Casual Gamer: Diese Spieler ziehen ihren Spaß aus dem SoCo. Sie möchten mit den anderen Spielern einen netten Abend verbringen und nehmen nicht wegen des Rollenspiels teil.
Damit sehe ich jetzt grundsätzliche drei verschiedene Ansätze, aus Techniken Spaß zu ziehen:
1. Gauges. Also Verbessern der Charakterwerte, Erwerben von Crunchy Bits (beides oft über den Umweg von XPs), vielleicht auch das Erschaffen von besonders "stimmungsvollen" oder exotischen Charakteren im Rahmen der Regeln.
2. Ausspielen von Konflikten. Also z.B. ein taktischer Kampf auf einem Spielbrett, aber auch Bangs würde ich hier mit hineinrechnen.
3. Stances (actor/author/director). Darunter fällt auch sowas wie Immersion oder Storytelling, als Spezialisierung der actor stance bzw. der author/director stance.
Wahrscheinlich sind diese drei Punkte nicht umfassend. Aber es ist ein erster Ansatz.
SchlussüberlegungenDen Begriff Technische Agenda habe ich bisher vermieden und möchte ihn auch nicht benutzen, denn die Creative Agenda hat ja etwas damit zu tun, für was es positives Feedback von der Gruppe gibt. Eine Soziale Agenda wird es mit Sicherheit auch geben, sie ist dann aber in 1. zu finden und für Rollenspiel-Theorie daher uninteressant, da es außerhalb des Betrachtungshorizontes liegt.
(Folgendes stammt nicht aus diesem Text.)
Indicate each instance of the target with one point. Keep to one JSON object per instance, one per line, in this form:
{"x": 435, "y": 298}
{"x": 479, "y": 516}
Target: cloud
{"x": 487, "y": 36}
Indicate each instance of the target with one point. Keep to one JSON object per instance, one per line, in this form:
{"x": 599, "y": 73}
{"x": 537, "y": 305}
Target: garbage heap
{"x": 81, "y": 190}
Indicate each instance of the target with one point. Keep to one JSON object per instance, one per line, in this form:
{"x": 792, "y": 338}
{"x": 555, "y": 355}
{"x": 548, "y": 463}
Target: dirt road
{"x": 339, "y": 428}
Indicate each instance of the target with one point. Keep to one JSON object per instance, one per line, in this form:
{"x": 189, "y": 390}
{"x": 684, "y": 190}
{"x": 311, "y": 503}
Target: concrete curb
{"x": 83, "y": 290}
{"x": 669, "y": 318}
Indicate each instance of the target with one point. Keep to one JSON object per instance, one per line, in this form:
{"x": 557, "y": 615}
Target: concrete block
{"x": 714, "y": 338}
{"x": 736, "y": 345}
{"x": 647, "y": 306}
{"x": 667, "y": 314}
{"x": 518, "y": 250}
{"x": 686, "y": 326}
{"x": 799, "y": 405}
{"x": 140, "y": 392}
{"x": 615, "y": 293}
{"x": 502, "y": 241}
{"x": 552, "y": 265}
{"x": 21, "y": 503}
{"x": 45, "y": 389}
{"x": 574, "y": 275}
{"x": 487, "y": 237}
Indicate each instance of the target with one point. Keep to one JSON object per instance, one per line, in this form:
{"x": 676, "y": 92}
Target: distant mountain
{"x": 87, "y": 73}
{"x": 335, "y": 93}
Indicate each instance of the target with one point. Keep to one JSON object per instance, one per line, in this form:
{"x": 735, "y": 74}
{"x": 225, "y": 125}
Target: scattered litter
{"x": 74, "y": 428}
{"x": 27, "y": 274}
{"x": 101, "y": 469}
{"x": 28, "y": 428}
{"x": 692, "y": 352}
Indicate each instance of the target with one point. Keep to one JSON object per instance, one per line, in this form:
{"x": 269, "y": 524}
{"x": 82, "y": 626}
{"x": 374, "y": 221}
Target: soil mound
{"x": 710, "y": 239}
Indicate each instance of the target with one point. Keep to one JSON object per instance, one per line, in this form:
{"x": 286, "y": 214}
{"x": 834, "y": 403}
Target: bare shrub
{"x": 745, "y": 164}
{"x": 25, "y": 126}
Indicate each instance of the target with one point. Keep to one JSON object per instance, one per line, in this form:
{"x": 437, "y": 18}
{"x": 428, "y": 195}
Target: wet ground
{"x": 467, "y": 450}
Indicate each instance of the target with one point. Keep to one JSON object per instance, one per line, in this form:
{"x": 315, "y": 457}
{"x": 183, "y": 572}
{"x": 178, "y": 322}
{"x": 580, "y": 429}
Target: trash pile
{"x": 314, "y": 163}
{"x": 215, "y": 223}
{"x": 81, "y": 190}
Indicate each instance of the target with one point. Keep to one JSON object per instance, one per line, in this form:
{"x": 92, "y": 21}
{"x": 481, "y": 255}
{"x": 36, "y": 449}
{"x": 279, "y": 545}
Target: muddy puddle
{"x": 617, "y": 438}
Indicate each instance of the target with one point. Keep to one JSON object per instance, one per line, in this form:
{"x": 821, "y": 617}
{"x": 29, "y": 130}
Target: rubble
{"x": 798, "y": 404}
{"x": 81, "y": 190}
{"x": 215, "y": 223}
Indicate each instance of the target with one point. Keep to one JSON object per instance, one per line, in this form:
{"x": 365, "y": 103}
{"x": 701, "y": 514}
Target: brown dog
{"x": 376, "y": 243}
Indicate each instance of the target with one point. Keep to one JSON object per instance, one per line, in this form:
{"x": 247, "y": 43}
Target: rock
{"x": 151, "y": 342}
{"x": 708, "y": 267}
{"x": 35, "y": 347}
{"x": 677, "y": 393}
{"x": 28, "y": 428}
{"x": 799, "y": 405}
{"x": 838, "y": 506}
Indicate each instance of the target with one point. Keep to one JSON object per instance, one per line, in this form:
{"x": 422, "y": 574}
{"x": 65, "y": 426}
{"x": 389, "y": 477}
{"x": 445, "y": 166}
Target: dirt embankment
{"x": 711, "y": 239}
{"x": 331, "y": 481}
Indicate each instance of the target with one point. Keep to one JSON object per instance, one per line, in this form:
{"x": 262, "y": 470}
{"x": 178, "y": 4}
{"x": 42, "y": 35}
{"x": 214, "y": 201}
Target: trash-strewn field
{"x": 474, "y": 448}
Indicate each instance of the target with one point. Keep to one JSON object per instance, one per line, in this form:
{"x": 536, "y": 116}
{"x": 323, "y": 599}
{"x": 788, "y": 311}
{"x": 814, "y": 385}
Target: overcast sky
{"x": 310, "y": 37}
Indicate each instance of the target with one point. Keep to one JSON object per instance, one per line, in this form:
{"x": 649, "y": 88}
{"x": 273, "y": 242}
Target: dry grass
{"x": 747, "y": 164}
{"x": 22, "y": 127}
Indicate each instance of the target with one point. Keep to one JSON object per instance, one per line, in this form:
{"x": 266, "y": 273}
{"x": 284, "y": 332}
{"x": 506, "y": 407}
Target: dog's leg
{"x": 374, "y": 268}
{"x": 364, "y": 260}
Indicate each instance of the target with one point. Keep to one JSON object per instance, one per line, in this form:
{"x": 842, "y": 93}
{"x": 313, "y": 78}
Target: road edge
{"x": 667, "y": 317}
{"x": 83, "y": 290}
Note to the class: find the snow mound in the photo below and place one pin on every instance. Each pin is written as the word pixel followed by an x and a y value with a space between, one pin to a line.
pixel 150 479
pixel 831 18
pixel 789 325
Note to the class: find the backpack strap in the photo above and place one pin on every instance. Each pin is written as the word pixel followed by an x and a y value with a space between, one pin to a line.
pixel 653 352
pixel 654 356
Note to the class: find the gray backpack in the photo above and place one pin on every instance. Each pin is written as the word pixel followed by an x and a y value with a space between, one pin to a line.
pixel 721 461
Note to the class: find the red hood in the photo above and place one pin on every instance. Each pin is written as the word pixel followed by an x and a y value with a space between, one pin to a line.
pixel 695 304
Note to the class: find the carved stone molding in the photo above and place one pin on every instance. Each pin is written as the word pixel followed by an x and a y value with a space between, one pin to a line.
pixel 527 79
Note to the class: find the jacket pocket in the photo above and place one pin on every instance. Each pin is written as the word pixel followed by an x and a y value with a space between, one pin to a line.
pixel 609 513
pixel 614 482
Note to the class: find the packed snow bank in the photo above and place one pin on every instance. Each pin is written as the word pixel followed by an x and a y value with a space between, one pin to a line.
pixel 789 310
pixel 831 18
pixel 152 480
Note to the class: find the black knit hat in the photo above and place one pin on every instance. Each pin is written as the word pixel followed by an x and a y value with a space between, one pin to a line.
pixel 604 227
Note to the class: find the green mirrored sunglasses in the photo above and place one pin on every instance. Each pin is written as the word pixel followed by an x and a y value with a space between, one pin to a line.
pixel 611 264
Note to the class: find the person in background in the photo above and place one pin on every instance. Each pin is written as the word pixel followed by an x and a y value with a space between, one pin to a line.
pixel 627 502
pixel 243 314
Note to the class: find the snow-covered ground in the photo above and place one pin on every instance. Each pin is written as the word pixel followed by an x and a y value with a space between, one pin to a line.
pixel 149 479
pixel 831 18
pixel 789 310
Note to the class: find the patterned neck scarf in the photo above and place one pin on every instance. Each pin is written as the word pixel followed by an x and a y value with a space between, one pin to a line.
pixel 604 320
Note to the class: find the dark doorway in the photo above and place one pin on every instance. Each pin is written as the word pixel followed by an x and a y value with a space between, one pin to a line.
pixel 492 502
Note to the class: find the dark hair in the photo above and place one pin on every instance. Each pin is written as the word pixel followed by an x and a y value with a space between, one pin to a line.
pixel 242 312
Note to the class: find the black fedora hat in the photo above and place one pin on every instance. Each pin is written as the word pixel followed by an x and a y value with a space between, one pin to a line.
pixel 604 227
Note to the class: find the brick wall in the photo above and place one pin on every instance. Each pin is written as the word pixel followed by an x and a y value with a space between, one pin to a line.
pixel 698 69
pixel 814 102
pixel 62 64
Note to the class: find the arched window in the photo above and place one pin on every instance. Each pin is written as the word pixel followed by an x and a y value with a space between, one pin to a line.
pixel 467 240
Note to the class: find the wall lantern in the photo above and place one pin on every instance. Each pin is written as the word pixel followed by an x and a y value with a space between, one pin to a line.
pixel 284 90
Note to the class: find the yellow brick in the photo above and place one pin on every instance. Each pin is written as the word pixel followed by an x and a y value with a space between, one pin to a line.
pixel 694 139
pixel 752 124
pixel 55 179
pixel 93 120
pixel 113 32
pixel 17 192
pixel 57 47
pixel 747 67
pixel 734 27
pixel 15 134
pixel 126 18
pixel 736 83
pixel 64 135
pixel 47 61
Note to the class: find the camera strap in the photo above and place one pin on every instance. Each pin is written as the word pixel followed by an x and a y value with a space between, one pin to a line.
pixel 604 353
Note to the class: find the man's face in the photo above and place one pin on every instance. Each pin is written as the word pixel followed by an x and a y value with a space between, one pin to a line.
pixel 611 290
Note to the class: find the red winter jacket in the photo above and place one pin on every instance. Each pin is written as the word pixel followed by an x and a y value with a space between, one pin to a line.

Kommt der Spaß, wie oben angedeutet, allerdings aus bestimmten Techniken heraus, so hat das wenig mit dem Miteinander, sondern mehr mit dem Durchführen der Technik an sich zu tun. Das könnte man sicherlich auch alleine machen. Manche Spieler tun dies sogar, indem sie seitenweise Geschichten zu ihren Charakteren aufschreiben und so einen Imagined Space erforschen, die sie allerdings mit niemandem so richtig teilen. Meistens macht aber die Kombination aus sozialem Zusammensein, der CA und eben der Anwendung der Techniken das Erlebnis Rollenspiel aus.
Daher würde ich eher von technischen Vorlieben der einzelnen Spieler reden.
Kommentare hierzu? Weitere technische Vorlieben? Und wo ist jetzt das stimmungsvolle Spiel, auf das viele so abfahren?
Dom
EDIT: So, ich fahre jetzt erstmal nach Hause... werde mich wahrscheinlich frühestens am Montag wieder ausführlicher äußern könnnen.